The final result will be that all the trees of the forest (nations) will know that who is the true Lord “(know that I am the LORD”). He is one the One who brings low the high trees and makes high the low tree; He dries up the green and makes the dry tree flourish. Again, the Lord says He does this so that all will know “that I am the LORD, I have spoken, and I will do it” (24).
Visions of God
The King of Kings accomplishes His will through human kings. There is an overlay in this parable between what the king of Babylon does and what the King of Kings does. On one level, the events surrounding Jerusalem’s capture and subjugation are simply the outworking of a mighty nation (Babylon) imposing its will on a smaller nation. However, on a deeper level, God is the One raising up Babylon and bringing down Israel. So when Israel rebels against Babylon, it rebels against God. There is a fascinating ambiguity in verse 9: “You are to say, ‘This is what the Lord God says: Will it flourish? Will he not tear out its roots and strip off its fruit so that it shrivels?’” The “he” referenced in this verse would seem to point to the king of Babylon who levels Jerusalem for turning to Egypt and breaking its covenant with him. However, verse 19 makes it clear that the Lord sees Israel as despising His covenant and breaking its oath against Him. So He is the One who brings devastation on Israel.
History must be viewed on two levels to be understood. God is working His will through political and military movements. We don’t always know the backstory for world events like we do in this case; therefore, we can’t always discern exactly what God is up to. However, we can be sure He is accomplishing His larger objectives through world events. This should help our hearts remain calm and steady when world events are in turmoil. We can “be still” and know He is God (Psalm 46:10).
The Lord brings down and raises up. This vision and message concludes with a powerful reminder from the Lord that He is the One who brings down tall trees (nations, kings) and raises up others (nations, kings). He can humble the lofty and raise up the lowly. He does this so that “all the trees of the field will know that I am the Lord” (24). He will be exalted in the earth and will be known as the world’s Lord and King. Knowing this should help His people rest in His power and sovereignty.
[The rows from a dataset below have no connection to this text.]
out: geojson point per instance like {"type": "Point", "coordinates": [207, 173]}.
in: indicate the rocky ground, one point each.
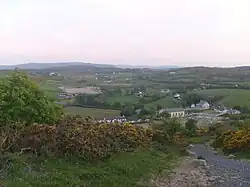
{"type": "Point", "coordinates": [232, 173]}
{"type": "Point", "coordinates": [205, 168]}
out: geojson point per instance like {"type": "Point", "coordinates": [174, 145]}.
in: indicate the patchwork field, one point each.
{"type": "Point", "coordinates": [166, 102]}
{"type": "Point", "coordinates": [231, 97]}
{"type": "Point", "coordinates": [87, 90]}
{"type": "Point", "coordinates": [93, 112]}
{"type": "Point", "coordinates": [123, 99]}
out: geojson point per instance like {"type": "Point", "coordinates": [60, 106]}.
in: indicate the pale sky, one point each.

The Lord is a covenant keeper to covenant breakers. Once again the vision ends in a surprising way (by now it shouldn’t be surprising). After speaking of the devastating judgment He will bring on Israel through the Babylonians, the Lord promises a future and a hope of His people. He will replant a “tender sprig” on the mountains of Israel. This shoot out of dry ground will grow into a towering tree for the birds of the air. Though Israel broke covenant with Him (19), God will remain faithful to His covenant with them. He will re-gather and replant His people in their land. He will raise up from Abraham a sprig, a “seed” (Christ Jesus) who will bless the nations!
Words to Watchmen
Watchmen can use parable and story to communicate God’s message. The Lord explicitly commands Ezekiel to communicate this message in a riddle and parable. While He has Ezekiel immediately explain the parable, He still has Ezekiel begin with a memorable word picture. Though later in the book, the Lord will acknowledge the exiles found Ezekiel’s messages more entertaining than enlightening (33:30-33), He still wants His spokesmen to communicate in an engaging way. God is no fan of boring sermons. Creativity and colour are good as long as they don’t replace the clear communication of God’s truth.